I don't think it is really taboo, but rather the audience can be limited at times. Talking about sex with friends isn't taboo. When young, some would even be proud that they lost their virginity, or share that they have plans during valentine's day. Parents can bring it up to their children to make sure they are practicing safe sex. Company gossip talk about hookups in the office. But that's where it usually stops. No one really wants to know the details. No one wants to imagine the person they know naked. Majority of sex talks are between the people doing it.
Same goes for money and power. I discuss investments and business ideas with my friends a lot of times. But I don't bring those topics up to people that I know are struggling. I can bring up money saving strategies I do, and also hear what they do to use for my own.
It's all about knowing the audience, and identifying the correct topics to talk about. I actually find topics like Addiction, Abuse, and Depression as more taboo topics than those 3.
My point is, at what depth? It might not be (in my circles it was) to brag about having sex, but think about all the other sides around it, the things that matter - do people dive deep into that?
Again, the circle is very small, isn't it? Should it be? I don't think so. This "small circle" is what makes it taboo.
I don't know about you, but the circle isn't small in my case. I'm introverted, and the number of people I interact with might be considered small, but I don't think I've encountered a situation where it was taboo. Most, if not all, of the people I've communicated with have been very interested when we talk about investments, business, and money. If it's about making more money, I haven't met anyone that is against it. My previous coworkers bought crypto, and are still updating our chat when it goes up. Another coworker bought stocks, and have been asking for tips and suggestions. My friend has been discussing about his plans on opening a small crepe shop, and wants me to try some of the menu.
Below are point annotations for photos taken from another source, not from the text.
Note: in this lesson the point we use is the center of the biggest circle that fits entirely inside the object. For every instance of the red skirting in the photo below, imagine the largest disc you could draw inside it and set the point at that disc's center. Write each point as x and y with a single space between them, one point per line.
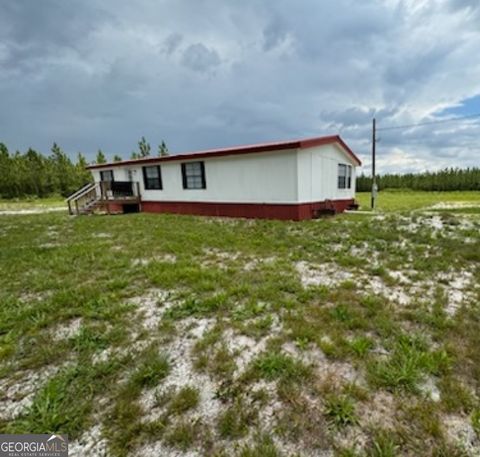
296 212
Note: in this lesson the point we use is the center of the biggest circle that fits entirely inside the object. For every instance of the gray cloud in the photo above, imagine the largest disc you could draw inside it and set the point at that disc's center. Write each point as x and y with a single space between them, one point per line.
211 73
200 58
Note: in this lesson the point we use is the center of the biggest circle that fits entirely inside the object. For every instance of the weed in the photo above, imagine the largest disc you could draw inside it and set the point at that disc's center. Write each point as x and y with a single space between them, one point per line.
153 368
235 421
360 346
409 364
185 399
383 445
475 418
263 447
276 365
340 410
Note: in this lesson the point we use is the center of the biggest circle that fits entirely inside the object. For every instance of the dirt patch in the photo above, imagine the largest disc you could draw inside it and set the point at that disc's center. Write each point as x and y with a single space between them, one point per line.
152 306
459 431
25 212
17 392
327 274
183 374
66 330
90 444
167 258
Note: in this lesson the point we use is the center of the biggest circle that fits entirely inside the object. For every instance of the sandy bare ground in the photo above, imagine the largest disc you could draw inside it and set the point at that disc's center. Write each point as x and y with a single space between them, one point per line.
20 212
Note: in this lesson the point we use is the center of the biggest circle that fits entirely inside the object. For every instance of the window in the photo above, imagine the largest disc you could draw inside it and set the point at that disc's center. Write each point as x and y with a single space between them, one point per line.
106 175
152 177
344 176
193 175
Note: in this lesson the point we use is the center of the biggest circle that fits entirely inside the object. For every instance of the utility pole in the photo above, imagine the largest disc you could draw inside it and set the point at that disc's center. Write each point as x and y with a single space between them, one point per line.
374 177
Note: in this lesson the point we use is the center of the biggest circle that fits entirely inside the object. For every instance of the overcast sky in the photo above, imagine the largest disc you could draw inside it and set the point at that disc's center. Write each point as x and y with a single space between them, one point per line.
92 74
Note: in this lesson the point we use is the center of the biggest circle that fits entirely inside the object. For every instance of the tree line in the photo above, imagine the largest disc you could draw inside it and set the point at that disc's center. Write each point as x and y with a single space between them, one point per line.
34 174
444 180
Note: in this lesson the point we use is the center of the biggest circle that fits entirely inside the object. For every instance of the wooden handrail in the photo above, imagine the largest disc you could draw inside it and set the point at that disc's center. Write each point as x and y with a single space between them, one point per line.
79 191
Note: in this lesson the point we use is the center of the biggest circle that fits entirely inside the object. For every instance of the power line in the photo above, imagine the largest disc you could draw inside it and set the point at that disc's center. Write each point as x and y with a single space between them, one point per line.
421 124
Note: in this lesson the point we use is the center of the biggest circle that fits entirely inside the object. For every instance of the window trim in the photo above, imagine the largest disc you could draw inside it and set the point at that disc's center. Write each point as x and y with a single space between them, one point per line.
102 173
146 179
346 177
342 166
202 176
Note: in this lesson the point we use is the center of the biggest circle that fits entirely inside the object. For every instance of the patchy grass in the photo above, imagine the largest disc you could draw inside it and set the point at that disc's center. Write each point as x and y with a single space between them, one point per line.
393 200
354 335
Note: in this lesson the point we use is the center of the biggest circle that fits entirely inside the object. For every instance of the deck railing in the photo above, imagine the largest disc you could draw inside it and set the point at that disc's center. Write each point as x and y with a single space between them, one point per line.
101 193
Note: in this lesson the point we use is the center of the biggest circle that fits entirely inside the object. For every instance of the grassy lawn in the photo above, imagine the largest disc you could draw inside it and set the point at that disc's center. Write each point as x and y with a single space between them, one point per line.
169 335
26 204
412 200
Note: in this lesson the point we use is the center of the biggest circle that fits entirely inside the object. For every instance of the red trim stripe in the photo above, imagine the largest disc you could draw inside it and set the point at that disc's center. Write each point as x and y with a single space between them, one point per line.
296 212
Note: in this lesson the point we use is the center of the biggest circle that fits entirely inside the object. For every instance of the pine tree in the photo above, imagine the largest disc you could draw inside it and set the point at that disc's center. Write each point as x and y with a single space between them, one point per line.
144 147
101 157
162 149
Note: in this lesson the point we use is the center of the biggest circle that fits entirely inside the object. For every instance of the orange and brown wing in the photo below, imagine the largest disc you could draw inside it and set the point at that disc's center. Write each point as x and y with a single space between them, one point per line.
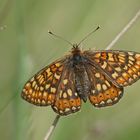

By things that matter are you referring to these: "... the ideals, the human needs for intimacy, the desire that we have to be known to others, to be part of a community, a society and to feel relevant"? Honestly, it is arguable if these can be considered in the same level as sex; I don't. A lot of these, for me, fall into the category of Love. But either way, I still don't consider them as taboo, but rather, people are hesitant to talk about these because they make people feel vulnerable. A lot of these tackle the deep insecurities of a person, their inner workings, and their weaknesses. It is not that it is taboo, people just choose who they want to be vulnerable with.
Try discussing these things with strangers, then see if it is taboo? Taboo isn't about discussing things with friends, it is about the culture of discourse.
If you discuss these with strangers, I see a lot of replies possible. If you discuss money, they will think you're trying to scam them. If you look legit, people will listen. I bought an investment linked insurance inside a bank from a stranger. I wasn't there looking for one, but I liked the pitch. I also sold an investment linked insurance to a stranger. Like I said, it is looking for the right audience.
If you want to talk about sex with strangers, that is just crazy. One because that is just too much info [TMI]. Would you talk about your diarrhea to strangers? Another reason is, why would strangers care about your intimacy problems or ideals. They don't know you, they have better things to do. If you go to an art community and want to be part of that community, they will welcome you with open arms. If you go to a gym and ask the stranger veterans about your fitness goals and ideal body, a lot of them will be happy to help. Like I said, it is about knowing the audience.